Se diría que parece existir una porfía entre Dios y María: cuanto más la
ensalza Dios más se oculta María en su humildad. El ángel la saluda «llena de
gracia» y María se «turba» (Lc 1, 28-29). Explica San Alfonso: «Se turbó
porque, siendo tan humilde, aborrecía toda alabanza propia y deseaba que solo
Dios fuese alabado». El ángel le revela la sublime misión que le ha confiado el
altísimo y María se declara «esclava del Señor» (Ib, 38). Su mirada no se
detiene ofuscada en el honor inmenso que redundará en su persona por haber sido
escogida entre todas las mujeres para ser Madre del Hijo de Dios; sino que
contempla extasiada el misterio infinito de un Dios que quiere encarnarse en el
seno de una pobre criatura. Si Dios quiere descender a tal profundidad como es
hacerse hijo suyo, ¿hasta dónde tendrá que descender y abajarse su pobre
esclava? Cuanto más comprende la grandeza del misterio, la inmensidad del don
más se humilla, ocultándose en su nada. Idéntica actitud sorprendemos en la
Virgen cuando Isabel la saluda: «bendita -entre todas las mujeres» (Ib. 42, 18).

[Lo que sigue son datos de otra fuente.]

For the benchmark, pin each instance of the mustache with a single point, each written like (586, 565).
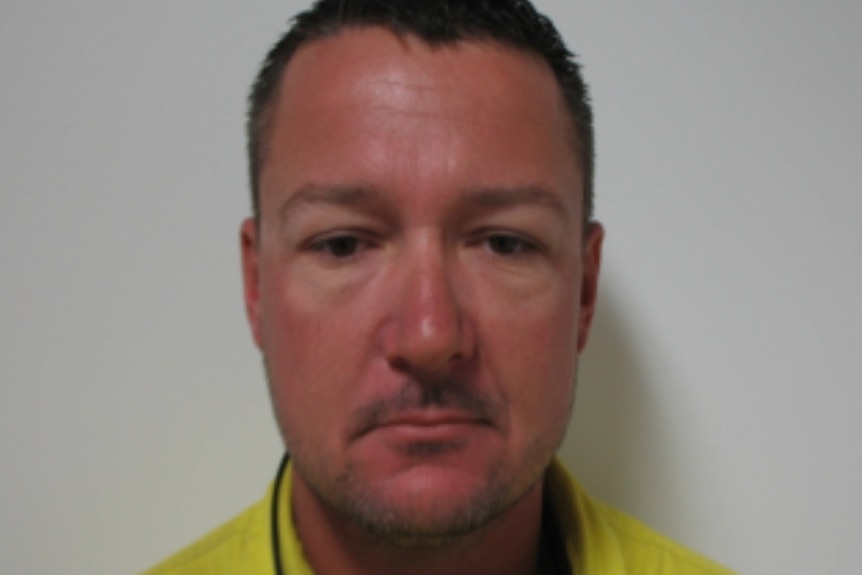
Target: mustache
(426, 394)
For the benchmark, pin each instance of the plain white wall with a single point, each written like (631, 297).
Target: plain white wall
(718, 401)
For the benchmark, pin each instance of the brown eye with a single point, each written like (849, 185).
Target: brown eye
(339, 246)
(508, 245)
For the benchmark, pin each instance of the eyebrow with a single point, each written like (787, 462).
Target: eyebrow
(487, 198)
(340, 195)
(501, 198)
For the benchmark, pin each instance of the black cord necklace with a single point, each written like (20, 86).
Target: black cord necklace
(276, 538)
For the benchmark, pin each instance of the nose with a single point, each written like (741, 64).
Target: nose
(427, 329)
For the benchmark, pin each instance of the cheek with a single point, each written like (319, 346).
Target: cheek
(532, 351)
(308, 353)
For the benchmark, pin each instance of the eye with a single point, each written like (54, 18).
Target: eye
(339, 246)
(508, 245)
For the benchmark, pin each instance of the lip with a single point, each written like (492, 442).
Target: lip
(427, 422)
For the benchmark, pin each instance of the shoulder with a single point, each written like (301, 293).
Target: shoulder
(238, 546)
(603, 540)
(647, 551)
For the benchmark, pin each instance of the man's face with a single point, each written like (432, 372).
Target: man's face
(421, 283)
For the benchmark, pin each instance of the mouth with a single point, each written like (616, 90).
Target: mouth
(427, 424)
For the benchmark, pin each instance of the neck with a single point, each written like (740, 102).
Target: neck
(508, 545)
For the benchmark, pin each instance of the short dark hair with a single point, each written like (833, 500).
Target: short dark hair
(513, 23)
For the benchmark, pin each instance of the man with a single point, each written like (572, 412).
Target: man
(420, 276)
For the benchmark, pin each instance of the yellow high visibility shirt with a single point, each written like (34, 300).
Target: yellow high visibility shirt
(599, 540)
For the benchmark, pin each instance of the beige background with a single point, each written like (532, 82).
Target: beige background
(719, 400)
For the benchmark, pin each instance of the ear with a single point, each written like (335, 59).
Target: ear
(249, 240)
(591, 262)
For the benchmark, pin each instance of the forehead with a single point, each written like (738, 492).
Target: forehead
(478, 100)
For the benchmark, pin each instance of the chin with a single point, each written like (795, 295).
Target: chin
(426, 505)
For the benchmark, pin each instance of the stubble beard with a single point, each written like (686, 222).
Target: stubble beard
(352, 497)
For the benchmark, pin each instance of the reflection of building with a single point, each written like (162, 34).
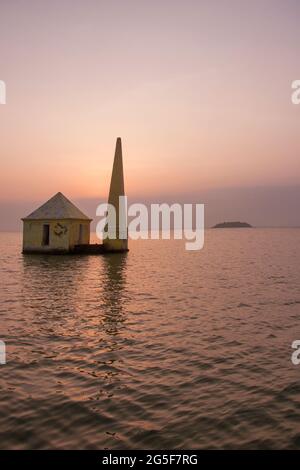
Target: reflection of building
(55, 227)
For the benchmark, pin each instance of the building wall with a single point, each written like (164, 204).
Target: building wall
(64, 234)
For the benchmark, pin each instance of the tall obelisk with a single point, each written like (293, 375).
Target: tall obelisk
(120, 243)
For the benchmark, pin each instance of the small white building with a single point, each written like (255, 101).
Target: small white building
(55, 227)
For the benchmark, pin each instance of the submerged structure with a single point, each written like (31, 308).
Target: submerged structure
(55, 227)
(58, 226)
(116, 190)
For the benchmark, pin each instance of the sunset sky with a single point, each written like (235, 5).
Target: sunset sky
(199, 91)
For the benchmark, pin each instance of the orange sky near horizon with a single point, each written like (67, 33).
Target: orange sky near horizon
(198, 91)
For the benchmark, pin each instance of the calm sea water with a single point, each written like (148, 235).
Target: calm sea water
(157, 348)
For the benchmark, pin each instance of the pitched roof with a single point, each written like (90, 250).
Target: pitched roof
(58, 207)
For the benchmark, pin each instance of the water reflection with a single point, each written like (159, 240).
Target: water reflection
(114, 298)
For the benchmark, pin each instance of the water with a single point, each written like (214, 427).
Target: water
(157, 348)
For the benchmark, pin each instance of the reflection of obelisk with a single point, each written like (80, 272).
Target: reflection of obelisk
(120, 243)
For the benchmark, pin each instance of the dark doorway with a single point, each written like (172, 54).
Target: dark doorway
(46, 235)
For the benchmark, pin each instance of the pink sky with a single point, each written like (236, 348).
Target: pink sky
(199, 91)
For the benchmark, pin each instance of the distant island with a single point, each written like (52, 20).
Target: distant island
(233, 225)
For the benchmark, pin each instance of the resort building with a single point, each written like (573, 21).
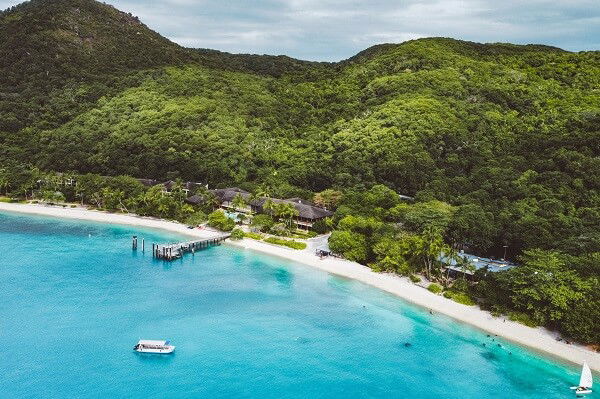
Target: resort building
(475, 263)
(308, 213)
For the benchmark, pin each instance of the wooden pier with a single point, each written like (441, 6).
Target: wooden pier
(177, 250)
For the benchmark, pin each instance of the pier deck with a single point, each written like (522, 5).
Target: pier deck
(174, 251)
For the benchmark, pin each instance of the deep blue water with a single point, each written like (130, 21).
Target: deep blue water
(74, 299)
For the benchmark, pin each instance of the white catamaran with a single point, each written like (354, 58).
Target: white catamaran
(585, 382)
(151, 346)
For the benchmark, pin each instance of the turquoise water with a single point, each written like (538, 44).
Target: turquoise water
(74, 299)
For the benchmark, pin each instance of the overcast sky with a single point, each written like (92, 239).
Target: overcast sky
(331, 30)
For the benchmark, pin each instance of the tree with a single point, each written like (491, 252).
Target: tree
(425, 251)
(286, 212)
(237, 234)
(471, 225)
(543, 286)
(329, 199)
(196, 218)
(262, 222)
(238, 202)
(582, 321)
(220, 221)
(352, 246)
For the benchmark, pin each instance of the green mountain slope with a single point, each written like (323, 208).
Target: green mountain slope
(512, 129)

María no se extraña al oír estas palabras porque ya es Madre de Dios, sin embargo, queda fija y como clavada en su
profunda humildad: todo lo atribuye al Señor, cuya misericordia ensalza,
confesando la bondad con que «ha mirado la bajeza de su esclava» (ib. 48). Dios
ha obrado en ella a cosas: lo sabe, lo reconoce, pero en lugar de gloriarse en
su grandeza. Todo lo dirige profundamente a la gloria de Dios. Con razón
exclama San Bernardo: «Así como ninguna criatura después del Hijo de Dios ha
sido elevada a una dignidad y gracia iguales a María, del mismo modo ninguna ha
descendido tanto en el abismo de la humildad». Este debe ser el efecto que
deben producir en nosotros las gracias y los favores divinos: hacernos siempre
más humildes, siempre más conscientes de nuestra nada.